PPP saat ini memberikan perhatian kepada kelompok milenial yang merupakan pemilih potensial. Jaringan yang dimiliki PPP akan digerakkan untuk menjaring para pemilih potensial itu.
Saat ini, menurut Syaifullah, PPP memberikan perhatian kepada kelompok milenial yang merupakan pemilih potensial. Jaringan yang dimiliki PPP akan digerakkan untuk menjaring para pemilih potensial itu. Sebagai contoh, Pergerakan Mahasiswa Islam Indonesia (PMII) dan Ikatan Pelajar Nahdlatul Ulama (IPNU) adalah kalangan muda potensial yang dapat menjadi ceruk pemilih PPP.
Dari 80 juta warga NU, jika sebagian besarnya saat ini adalah kalangan milenial, jaringan PPP yang ada di PMII, IPNU, dan kelompok lain akan digerakkan untuk menarik simpati mereka dengan berbagai platform partai dan program-program yang ditawarkan. Dalam konteks ini, menurut Syaifullah, kalangan muda memang menjadi salah satu sasaran PPP di masa depan.
Ketua DPP PPP Lena Mariana Mukti mengatakan, muktamar IX adalah momentum bagi partai untuk menentukan arah masa depan partai sesuai dengan khitah perjuangan PPP. Selain mengeratkan konsolidasi dengan empat unsur fusi partai, muktamar harus pula mengedepankan proses kaderisasi internal. Ia mengingatkan PPP bagaimanapun adalah partai kader sehingga kepengurusan dan pengorganisasian partai sebaiknya mengutamakan para kader partai.
Pemilihan Ketum PPP, lanjut Lena, diharapkan tidak menggadaikan identitas PPP sebagai partai kader. ”Mekanisme pemilihan Ketum PPP harus dikembalikan kepada anggaran dasar dan anggaran rumah tangga. PPP memiliki banyak kader yang mumpuni dan memenuhi syarat sebagai pimpinan partai,” ujarnya.

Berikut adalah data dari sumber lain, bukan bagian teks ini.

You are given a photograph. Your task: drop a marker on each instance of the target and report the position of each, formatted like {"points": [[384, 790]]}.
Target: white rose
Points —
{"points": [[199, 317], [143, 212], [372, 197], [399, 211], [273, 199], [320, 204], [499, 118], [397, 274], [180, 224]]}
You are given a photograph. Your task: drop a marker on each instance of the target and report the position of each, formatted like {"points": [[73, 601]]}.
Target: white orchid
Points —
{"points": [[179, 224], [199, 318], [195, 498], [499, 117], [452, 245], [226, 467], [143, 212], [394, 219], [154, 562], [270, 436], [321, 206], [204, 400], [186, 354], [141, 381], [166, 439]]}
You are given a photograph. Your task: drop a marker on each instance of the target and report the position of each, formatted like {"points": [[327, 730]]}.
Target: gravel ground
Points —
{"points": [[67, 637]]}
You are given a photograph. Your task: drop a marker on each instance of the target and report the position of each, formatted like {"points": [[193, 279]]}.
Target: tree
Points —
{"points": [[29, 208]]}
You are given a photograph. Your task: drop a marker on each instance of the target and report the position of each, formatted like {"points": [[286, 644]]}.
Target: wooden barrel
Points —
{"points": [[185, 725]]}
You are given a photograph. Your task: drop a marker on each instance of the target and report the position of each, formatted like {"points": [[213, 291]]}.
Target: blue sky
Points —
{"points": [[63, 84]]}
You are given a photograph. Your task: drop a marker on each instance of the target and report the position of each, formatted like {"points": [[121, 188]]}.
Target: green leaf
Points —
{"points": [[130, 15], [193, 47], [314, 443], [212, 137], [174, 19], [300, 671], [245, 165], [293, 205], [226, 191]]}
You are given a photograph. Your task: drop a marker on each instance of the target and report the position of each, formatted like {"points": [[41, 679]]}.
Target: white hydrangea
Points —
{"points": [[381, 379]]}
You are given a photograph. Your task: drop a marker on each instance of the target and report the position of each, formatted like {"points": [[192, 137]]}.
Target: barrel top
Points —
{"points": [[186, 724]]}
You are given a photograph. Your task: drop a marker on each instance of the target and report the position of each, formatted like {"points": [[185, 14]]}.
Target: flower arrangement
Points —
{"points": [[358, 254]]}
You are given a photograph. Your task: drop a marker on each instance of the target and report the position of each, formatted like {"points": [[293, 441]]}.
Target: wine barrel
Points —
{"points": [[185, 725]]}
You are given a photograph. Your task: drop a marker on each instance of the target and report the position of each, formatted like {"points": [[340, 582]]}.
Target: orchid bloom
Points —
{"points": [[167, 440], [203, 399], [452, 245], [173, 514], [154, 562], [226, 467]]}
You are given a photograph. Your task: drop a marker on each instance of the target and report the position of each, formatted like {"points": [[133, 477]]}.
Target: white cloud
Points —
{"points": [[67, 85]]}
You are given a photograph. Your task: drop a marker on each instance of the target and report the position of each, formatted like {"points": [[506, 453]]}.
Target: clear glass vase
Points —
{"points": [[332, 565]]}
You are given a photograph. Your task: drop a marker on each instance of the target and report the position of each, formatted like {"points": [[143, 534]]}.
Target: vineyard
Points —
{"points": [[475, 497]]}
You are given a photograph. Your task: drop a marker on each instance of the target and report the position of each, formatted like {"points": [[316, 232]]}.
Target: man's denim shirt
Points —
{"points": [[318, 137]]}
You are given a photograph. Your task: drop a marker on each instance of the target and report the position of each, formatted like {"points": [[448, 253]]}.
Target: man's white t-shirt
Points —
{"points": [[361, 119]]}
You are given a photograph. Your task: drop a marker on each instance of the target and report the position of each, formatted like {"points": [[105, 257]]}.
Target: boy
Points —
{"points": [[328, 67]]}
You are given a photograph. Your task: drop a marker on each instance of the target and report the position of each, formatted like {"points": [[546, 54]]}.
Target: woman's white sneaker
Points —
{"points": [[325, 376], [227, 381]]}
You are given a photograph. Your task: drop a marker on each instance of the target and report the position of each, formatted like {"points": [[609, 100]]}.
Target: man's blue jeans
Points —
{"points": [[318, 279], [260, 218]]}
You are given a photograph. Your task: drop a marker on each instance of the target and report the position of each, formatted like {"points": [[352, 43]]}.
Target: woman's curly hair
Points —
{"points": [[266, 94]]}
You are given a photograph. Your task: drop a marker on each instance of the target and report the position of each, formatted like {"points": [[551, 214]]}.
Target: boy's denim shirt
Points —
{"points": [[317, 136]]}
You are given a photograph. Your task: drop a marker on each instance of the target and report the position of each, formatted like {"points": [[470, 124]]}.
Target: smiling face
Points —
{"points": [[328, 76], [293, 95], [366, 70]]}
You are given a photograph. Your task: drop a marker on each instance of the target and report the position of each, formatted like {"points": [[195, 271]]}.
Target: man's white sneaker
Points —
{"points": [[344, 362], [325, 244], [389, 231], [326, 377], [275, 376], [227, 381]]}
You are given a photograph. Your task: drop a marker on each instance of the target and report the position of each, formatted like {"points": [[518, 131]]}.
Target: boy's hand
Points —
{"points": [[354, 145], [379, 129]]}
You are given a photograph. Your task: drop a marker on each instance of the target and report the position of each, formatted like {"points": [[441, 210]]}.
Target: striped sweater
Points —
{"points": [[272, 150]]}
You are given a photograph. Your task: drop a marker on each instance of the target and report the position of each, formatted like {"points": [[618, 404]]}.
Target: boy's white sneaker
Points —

Di sisi lain, Lena mengedepankan perlunya kaderisasi perempuan di PPP. Politik afirmasi 30 persen perempuan di dalam struktur PPP, menurut dia, sudah berjalan relatif baik. Di dalam PPP, perempuan tidak hanya sekadar formalitas, tetapi memang dilibatkan juga dalam pengambilan keputusan di dalam jajaran pengurus harian.
”Mukernas PPP yang lalu juga mengamanatkan agar 30 persen bantuan politik (banpol) untuk parpol dapat digunakan untuk kaderisasi perempuan di PPP. Jika hal ini dapat diakomodasi menjadi keputusan muktamar, ini menjadi terobosan yang bagus,” ujarnya.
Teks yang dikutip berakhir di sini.